EAL

DF: Cardiovascular Disease (2008)

Citation:

Study Design:

Class:

- Click here for explanation of classification scheme.

Quality Rating:

Research Purpose:

To examine the effects of fiber, from grain, citrus and vegetables, on serum total cholesterol and triglyerides in individuals with mild Essential Arterial Hypertension.

Inclusion Criteria:

Mild Essential Arterial Hypertension, first WHO stage
No previous antihypertensive therapy
Under 65 years of age.

Exclusion Criteria:

Coronary heart disease
Chronic renal failure as defined by serum creatinine over 1.5mg per dL
Liver disease
Gastrointestinal disorders
Diabetes mellitus
Recent surgical treatment on gastrointestinal tract
Dysendocrinia
Signs of toxic dependance of alcohol abuse
Poor compliance
Body weight over 30% of ideal body weight
Pregnancy
Lactation
Patients using antacids
Patients using H2-Blockers
Patients using bulk laxatives or other drugs affecting the gastrointestinal tract.

Description of Study Protocol:

Recruitment: Not described
Design: Randomized placebo-controlled study of 16 hypertenive patients to supplementation with fiber (3.5g or seven grams guar, containing 56% to 58% fiber from grain, citrus and vegetables) for two weeks.

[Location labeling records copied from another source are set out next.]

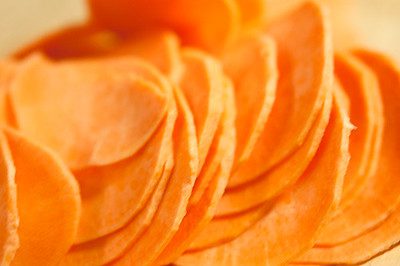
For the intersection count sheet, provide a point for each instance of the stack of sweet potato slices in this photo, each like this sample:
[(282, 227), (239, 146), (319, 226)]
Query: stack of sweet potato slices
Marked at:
[(198, 133)]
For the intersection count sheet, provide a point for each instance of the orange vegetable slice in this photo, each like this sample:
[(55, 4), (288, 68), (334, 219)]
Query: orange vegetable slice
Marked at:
[(9, 219), (251, 63), (134, 107), (378, 209), (374, 201), (211, 32), (306, 71), (127, 184), (48, 203), (294, 220), (252, 12), (176, 197), (222, 230), (105, 249), (159, 47), (202, 84), (199, 214), (273, 182), (366, 113)]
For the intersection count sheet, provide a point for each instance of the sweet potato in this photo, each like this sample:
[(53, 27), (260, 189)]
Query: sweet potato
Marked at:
[(159, 47), (202, 83), (273, 182), (306, 71), (9, 219), (48, 203), (127, 184), (105, 249), (291, 225), (211, 32), (373, 210), (134, 107), (222, 230), (200, 213), (252, 12), (174, 203), (251, 63)]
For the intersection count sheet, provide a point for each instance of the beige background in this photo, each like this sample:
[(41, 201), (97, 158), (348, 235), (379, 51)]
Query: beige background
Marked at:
[(374, 23)]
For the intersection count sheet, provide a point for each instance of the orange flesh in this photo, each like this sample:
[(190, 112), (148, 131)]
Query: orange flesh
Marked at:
[(200, 213), (176, 197), (305, 67), (377, 210), (296, 216), (48, 203)]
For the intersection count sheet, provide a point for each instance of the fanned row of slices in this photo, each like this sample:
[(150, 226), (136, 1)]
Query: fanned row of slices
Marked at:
[(195, 133)]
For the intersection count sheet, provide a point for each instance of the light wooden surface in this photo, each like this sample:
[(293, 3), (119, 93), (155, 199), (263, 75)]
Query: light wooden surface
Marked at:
[(377, 23)]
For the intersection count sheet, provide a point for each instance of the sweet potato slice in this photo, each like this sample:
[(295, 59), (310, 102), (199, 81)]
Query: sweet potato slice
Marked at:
[(202, 83), (200, 213), (222, 230), (159, 47), (176, 197), (103, 250), (48, 203), (291, 225), (360, 249), (270, 184), (127, 184), (366, 113), (252, 12), (9, 219), (374, 202), (379, 227), (187, 17), (75, 124), (251, 63), (306, 71)]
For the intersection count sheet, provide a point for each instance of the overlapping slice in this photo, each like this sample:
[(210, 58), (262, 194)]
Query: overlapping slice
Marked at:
[(187, 17), (376, 211), (366, 113), (62, 105), (202, 82), (273, 182), (159, 47), (291, 225), (127, 184), (9, 219), (105, 249), (174, 203), (374, 201), (251, 63), (200, 213), (305, 65), (252, 12), (48, 203)]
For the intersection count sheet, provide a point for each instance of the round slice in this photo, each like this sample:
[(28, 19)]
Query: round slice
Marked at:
[(305, 60), (113, 194), (9, 219), (103, 250), (211, 32), (199, 214), (273, 182), (251, 63), (48, 203), (174, 203), (90, 112), (291, 226)]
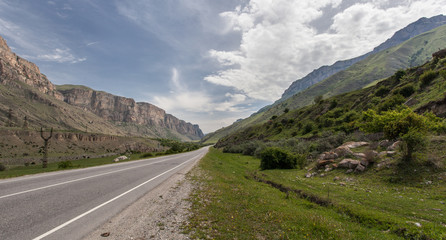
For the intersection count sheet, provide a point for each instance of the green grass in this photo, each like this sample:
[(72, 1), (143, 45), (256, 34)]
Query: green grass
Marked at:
[(16, 171), (230, 204)]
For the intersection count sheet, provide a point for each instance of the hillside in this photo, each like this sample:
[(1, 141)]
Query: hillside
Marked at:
[(420, 26), (27, 93), (420, 88), (414, 51)]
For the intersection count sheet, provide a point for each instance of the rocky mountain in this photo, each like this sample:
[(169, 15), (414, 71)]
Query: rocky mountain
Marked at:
[(29, 98), (125, 110), (420, 26)]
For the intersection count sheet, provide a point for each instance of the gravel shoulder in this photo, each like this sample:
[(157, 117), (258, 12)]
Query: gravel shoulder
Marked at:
[(159, 214)]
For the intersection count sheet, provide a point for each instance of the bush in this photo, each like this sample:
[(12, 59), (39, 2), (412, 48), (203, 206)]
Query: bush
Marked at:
[(382, 91), (65, 164), (413, 141), (427, 77), (276, 158), (407, 91), (146, 155), (443, 74)]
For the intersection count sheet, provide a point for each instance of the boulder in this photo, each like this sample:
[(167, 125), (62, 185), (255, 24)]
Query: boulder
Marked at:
[(394, 146), (348, 163), (343, 151), (328, 156), (360, 168), (322, 163)]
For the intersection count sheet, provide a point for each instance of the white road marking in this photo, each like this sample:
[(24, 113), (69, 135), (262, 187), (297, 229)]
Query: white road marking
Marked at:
[(79, 179), (109, 201)]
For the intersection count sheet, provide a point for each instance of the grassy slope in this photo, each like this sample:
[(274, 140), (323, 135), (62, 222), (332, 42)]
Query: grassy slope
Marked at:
[(232, 205), (325, 117), (413, 52)]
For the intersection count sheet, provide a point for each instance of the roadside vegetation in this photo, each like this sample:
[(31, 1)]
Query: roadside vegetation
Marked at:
[(237, 200), (170, 146)]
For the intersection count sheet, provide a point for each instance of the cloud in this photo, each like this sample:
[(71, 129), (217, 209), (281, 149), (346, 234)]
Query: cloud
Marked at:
[(182, 99), (279, 44)]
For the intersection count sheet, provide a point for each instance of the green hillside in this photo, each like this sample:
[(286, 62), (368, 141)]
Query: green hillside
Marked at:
[(413, 52), (420, 88)]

A one-week run-in period occurred before treatment.
Blinding used: Double-blinded placebo-controlled.

Intervention

Subjects were randomly-assigned to consume either 3.5g or seven grams fiber supplementation
Following a 12-hour fast, subjects consumed either 10 or 20 fiber tablets per day.

Statistical Analysis

Means with Standard Deviation
Student’s T-test (paired data).

Data Collection Summary:

Timing of Measurements

The following data was collected daily during the run-in:

Weight
Height
Qualitative Evaulation of the Alvus
Daily morning heart rate, supine after a 10-minute rest
Daily morning heart rate, upright after a two-minute rest
Daily morning blood pressure, supine after a 10-minute rest
Daily morning blood pressure, upright after a two-minute rest.

The following data was collected daily during the intervention, after a 12-hour fast:

Weight
Height
Qualitative evaulation of the alvus
Daily morning heart rate, supine after a 10-minute rest
Daily morning heart rate, upright after a two-minute rest
Daily morning blood pressure, supine after a 10-minute rest
Daily morning blood pressure, upright after a two-minute rest.

The following data was collected before and after the treatment:

24-hour urine collection
Red blood cell count
White blood cell count
Hematocrit
Hemoglobin
Blood platelets
MCHC
MCH
MCV
Serum total cholesterol
Serum triglycerides
HDL-cholesterol
Serum creatinine
Urinary daily volume
Serum and urinary calcium
Serum sodium
Serum potassium
Serum chloride
Plasma aldesteronesuspine, after a two-hour rest
Plasma aldesterone standing, after one hour, upright
Plasma cortisol, at 8:00 am and 12:00 am
Adrenocorticotropin, at 8:00 am and 12:00 am.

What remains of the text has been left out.